村上の家の事件


電話機が組織活動に大いに使われていたことが分かりました。
三井三菱でなければ使われていなかった明治時代にも、なぜみちのくの草深い百姓家が電話のあるうちと呼ばれたことがあるのか、イギリスの潜り活動のなまなかでない突っ込みの激しさと最新技術をフルに活用しようとする全体力的打ち込みの程を知ると共に、現実的にその驚くべき真実が見えてきます。

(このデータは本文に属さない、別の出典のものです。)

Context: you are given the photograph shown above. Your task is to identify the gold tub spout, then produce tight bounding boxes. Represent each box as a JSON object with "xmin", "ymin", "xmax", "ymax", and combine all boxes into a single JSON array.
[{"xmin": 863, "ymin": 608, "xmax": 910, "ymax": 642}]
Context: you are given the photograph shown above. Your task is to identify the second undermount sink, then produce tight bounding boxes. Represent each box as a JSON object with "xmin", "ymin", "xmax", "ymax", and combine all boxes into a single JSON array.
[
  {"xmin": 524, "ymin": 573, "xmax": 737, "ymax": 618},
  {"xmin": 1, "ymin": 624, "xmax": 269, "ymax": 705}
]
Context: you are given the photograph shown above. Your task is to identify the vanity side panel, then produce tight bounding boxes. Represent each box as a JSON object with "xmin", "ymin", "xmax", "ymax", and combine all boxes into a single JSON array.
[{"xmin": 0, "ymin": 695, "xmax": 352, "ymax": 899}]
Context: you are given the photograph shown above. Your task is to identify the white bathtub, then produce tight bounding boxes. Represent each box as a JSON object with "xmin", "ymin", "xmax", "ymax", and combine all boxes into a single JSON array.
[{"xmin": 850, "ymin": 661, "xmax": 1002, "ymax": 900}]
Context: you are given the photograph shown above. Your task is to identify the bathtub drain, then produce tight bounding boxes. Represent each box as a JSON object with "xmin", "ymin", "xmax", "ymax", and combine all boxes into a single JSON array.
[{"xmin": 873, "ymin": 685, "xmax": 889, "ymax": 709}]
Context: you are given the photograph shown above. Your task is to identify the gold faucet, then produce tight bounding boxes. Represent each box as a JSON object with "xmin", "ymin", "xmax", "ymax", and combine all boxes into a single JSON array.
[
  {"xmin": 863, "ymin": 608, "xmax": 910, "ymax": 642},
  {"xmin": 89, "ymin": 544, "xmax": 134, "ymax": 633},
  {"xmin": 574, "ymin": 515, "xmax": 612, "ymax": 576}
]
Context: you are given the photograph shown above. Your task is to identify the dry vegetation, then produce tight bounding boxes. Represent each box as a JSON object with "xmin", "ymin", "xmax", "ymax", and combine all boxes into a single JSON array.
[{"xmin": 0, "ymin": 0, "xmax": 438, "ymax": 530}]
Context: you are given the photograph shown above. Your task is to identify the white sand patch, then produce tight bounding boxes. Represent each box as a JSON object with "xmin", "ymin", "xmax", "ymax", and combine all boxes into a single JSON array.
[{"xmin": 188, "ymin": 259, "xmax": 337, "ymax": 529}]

床下に穴を掘り進み、寝間や常居の床板直下に集音機を取り付けて会話音を聞き取り様子を窺っていたものと思われます。
電話の送話機を大きくして漏斗状にしたものが眼に見えるようです。
今は無線機の時代ですので、取り払われてしまっているでしょう。
電話機の場合、聞き取られる場所が決まっていたわけです。


電話機で聞き取った音ばかりでなくても、資料から届けられてきたいろいろな言葉があります。


「いそがしい」 
これはみすぼらしい家畜小屋の前で発せられた言葉のようです。
コピーする者の納得理解には、その者の全人生がヒントになっているといえるようなことがあります。
全人生がすべて資料の反復コピーにも思えてくるのです。
運動員との最初の接点での反応だったのでしょうか。
「神のみ業に関わることより大事な仕事がありますか」と、外国人の伝道師さんもその者の父に尋ね返したものです。
その時は犬小屋を自分で作っていたのです。
たぶん、恥じらいをふくんで、というような情景の説明文が資料に記されているのではないかと思います。


「嫁に行く」
忙しい、父親がいない、幼児の弟を抱えた母と少年の家の状態を眼にして、素直に感じた派遣員のメモからスタートした言葉ではないでしょうか。
自然にそのままの言葉だけで解釈すれば、隣家の嫁に会いに行くなどという意味を含ませるのは、日本語としては無理があり、二次的な歪曲と言えます。